Sewanee will welcome two fellows-in-residence to the School of Theology's program Feb. 10–21. 

The Rev. Dr. Deonna D. Neal serves as the Chair, Department of Leadership, Ethics, and the Profession of Arms at Air University (Maxwell Air Force Base, Alabama), and oversees the leadership and ethics curriculum of the distance learning division of Air Force officer graduate professional military education. She also serves as a priest associate at St. John's Episcopal Church in Montgomery, Alabama. Neal has a B.S. from the Air Force Academy in Behavioral Science, an M.Div. from The General Theological Seminary, an M.Phil. in Christian Ethics and Political Theology from Oxford University, and a PhD from the University of Notre Dame. Neal's research interests include ethics of emerging technologies, moral injury, and issues that reside at the intersection of church, state, and military service. Her project is an exploration of the tensions Christians in military service face in light of a thoroughly secularized "Just War" tradition.

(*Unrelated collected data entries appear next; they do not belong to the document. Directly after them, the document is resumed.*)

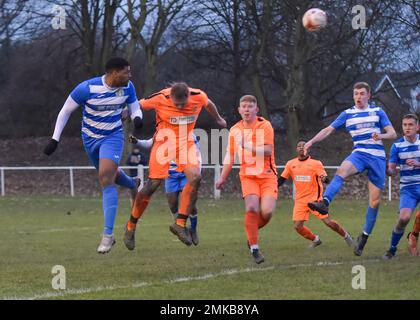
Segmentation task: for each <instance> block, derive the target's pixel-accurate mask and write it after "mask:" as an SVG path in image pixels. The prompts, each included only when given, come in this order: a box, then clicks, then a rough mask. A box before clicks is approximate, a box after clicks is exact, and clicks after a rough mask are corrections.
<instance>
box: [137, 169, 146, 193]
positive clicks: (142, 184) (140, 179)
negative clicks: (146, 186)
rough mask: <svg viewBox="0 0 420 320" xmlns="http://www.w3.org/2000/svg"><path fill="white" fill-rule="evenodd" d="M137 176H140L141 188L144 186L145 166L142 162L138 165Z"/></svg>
mask: <svg viewBox="0 0 420 320" xmlns="http://www.w3.org/2000/svg"><path fill="white" fill-rule="evenodd" d="M137 176H138V177H139V178H140V189H143V186H144V167H143V165H142V164H139V165H138V166H137Z"/></svg>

 Neal will give a public presentation on "Moral Injury" on Feb. 20 at 3:30 p.m. in Hamilton Hall's Hargrove Auditorium. Moral Injury can be defined as perpetrating, failing to prevent, bearing witness to, or learning about acts that transgress deeply held moral beliefs and expectations. Over the last 25 years, the study of moral injury has proved helpful in explaining why and how military members experience moral and spiritual trauma in war that can not be adequately captured or fully treated by a PTSD diagnosis. There is growing concern among the military, religious and healthcare communities that the effects of moral injury are contributing to the increasing rates of suicide, drug use, and other self-destructive behaviors among veterans, active duty, guard and reserve military personnel. This lecture will 1) explain what moral injury is and how it is different from PTSD; 2) how moral injury can occur; and 3) steps towards healing. This is an important lecture for anyone who is interested in learning how war is affecting our nation's veterans and how we can individually, as communities, churches, and a nation try to prevent moral injury and help people heal from it.

 

Holmes

Cecile S. Holmes is an associate professor in the University of South Carolina's School of Journalism and Mass Communications, she is former head of its journalism sequence and a former president of the Religion News Association. She is a native South Carolinian, holds a B.A. in Journalism from the University of South Carolina and an M.A.L.S. from the University of North Carolina at Greensboro. A lifelong Episcopalian, she is working on a doctor of ministry degree from the Graduate Theological Foundation. Her primary research interests are religion and media and narrative writing, especially telling stories of faith. A recognized authority on religion writing, she worked in news media for 23 years covering stories ranging from Tibetan Buddhism and the Dalai Lama to the international travels of Pope John Paul II. A former correspondent for Religion News Service, she is the author of two books.  Holmes' final project for her D.Min. will be on the power of spiritual autobiography and the telling of one's spiritual story. The centerpiece of her project will be 12 interviews with Christians ranging in age from 24–93—straight, gay, black, white, Latino, and Asian.